Frage: Ein großer Erfolgsfaktor der Sozialen Medien sind Algorithmen, die jedem Individuum aufgrund genauer Berechnungen eigene Inhaltsmischungen ausspielen. Wird durch solche Mechanismen der Glaube auch individueller?

Bayreuther: Davon bin ich fest überzeugt. Das liegt in der Natur und in der Möglichkeit der Medien, dass sie viel lokaler agieren, in Maßanfertigungen, für einen Menschen an einem bestimmten Tag. Das trifft die Natur des Glaubens: Ich bin morgen ein anderer, als ich heute bin, denn Gott verändert mich. Dahingehend wird sich das Christentum entwickeln. Individualisiert denken wir ja auch schon, wenn wir in der Kirche vom Kalender oder dem Standort einer Gemeinde aus agieren. Das wird künftig mit voller medialer Unterstützung stattfinden, vermutlich auf Kosten des kirchlichen Überbaus, aber zugunsten der jeweiligen Glaubensorte.

Frage: Wie sollte sich die Kirche darauf auch dogmatisch einstellen?

Bayreuther: Indem sie das Prozesshafte viel stärker akzentuiert. Indem sie zu so etwas wie einer Prozesstheologie kommt. Sie muss aufhören, immer dichotomisch zu denken: Auf der einen Seite der ewige, unwandelbare, aber irgendwie auch ferne, unerreichte Gott. Auf der anderen Seite unser Erdenchaos, das sich permanent wandelt. Diese Zweiteilung stimmt meiner Ansicht nach nicht. Man müsste sie aus der Theologie und der Dogmatik entfernen.

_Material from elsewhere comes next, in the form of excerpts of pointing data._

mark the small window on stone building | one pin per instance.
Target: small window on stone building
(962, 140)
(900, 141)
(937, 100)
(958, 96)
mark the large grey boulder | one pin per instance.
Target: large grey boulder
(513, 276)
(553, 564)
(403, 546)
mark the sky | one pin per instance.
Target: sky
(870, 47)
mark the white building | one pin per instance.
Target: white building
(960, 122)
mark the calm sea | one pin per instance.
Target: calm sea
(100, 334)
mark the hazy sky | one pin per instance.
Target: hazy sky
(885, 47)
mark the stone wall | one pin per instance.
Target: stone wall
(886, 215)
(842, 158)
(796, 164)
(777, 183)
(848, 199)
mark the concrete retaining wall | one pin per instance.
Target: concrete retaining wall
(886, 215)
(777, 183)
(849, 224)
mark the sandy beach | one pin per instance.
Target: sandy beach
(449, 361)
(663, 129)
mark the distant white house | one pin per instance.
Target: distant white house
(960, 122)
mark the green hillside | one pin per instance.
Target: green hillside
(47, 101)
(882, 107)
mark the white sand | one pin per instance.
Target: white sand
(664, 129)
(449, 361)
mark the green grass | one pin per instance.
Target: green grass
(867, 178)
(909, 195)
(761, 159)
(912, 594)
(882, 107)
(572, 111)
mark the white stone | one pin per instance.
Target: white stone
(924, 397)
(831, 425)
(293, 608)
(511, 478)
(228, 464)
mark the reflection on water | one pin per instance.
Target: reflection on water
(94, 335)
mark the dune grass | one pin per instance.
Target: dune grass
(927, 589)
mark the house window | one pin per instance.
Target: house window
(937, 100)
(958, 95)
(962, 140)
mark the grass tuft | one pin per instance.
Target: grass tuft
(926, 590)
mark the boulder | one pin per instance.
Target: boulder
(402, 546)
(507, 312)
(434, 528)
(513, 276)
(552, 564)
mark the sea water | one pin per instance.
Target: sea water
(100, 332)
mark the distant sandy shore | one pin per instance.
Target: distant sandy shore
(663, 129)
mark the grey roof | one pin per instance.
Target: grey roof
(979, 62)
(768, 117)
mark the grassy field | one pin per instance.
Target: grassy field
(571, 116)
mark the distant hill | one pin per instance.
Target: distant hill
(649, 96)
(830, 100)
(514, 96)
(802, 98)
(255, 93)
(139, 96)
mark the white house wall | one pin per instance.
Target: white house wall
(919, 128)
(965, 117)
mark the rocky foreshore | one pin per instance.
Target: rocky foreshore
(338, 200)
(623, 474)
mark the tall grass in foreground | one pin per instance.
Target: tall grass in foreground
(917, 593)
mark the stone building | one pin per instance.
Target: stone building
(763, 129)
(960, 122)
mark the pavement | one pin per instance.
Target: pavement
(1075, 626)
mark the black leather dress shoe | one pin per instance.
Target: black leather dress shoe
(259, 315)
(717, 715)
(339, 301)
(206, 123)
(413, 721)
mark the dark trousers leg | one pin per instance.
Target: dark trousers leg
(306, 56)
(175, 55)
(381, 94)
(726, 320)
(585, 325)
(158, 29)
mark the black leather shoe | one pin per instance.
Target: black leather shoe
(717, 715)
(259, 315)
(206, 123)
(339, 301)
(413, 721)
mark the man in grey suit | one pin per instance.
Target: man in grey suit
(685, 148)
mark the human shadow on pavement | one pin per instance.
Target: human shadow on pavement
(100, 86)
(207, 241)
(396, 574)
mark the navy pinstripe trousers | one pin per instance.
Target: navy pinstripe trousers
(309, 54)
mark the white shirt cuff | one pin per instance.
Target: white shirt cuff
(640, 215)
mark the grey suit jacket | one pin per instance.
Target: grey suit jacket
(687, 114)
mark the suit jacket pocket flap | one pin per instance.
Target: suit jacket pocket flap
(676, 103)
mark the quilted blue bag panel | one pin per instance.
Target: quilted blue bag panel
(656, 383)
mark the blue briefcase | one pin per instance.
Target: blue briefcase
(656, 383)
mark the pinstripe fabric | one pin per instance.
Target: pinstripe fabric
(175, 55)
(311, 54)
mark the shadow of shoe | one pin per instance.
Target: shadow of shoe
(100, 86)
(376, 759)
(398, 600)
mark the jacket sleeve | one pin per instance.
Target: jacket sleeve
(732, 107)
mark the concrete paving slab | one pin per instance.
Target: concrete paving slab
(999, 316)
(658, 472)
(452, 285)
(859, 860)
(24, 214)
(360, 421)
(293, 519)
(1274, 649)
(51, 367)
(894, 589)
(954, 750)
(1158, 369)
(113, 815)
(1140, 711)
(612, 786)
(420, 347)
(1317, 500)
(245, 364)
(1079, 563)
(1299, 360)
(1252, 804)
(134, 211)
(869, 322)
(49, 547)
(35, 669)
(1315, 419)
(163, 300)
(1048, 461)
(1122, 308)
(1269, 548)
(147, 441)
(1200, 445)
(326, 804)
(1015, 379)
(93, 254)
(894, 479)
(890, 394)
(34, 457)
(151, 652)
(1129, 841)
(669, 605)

Frage: Das heißt, man muss auch Gott prozesshafter denken.

Bayreuther: Unbedingt. In der katholischen Frömmigkeit gibt es dazu spannende Ansätze: Die Heiligenverehrung oder Verehrung von Orten, an denen ein göttliches Wunder stattgefunden hat. Dieser Bereich ist sehr ereignishaft, es ist eine prozesshafte Frömmigkeit. Die sollte ins dogmatische Zentrum geholt und als eine Gotteslehre aufgefasst werden. Wir arbeiten gern die Gotteslehre und Christologie für sich aus, viel später kommt dann die Pastoraltheologie. Aber die Pastoral ist die Gotteslehre, sie ist die Christologie. So sollte man in der digitalen Ära die Sache denken.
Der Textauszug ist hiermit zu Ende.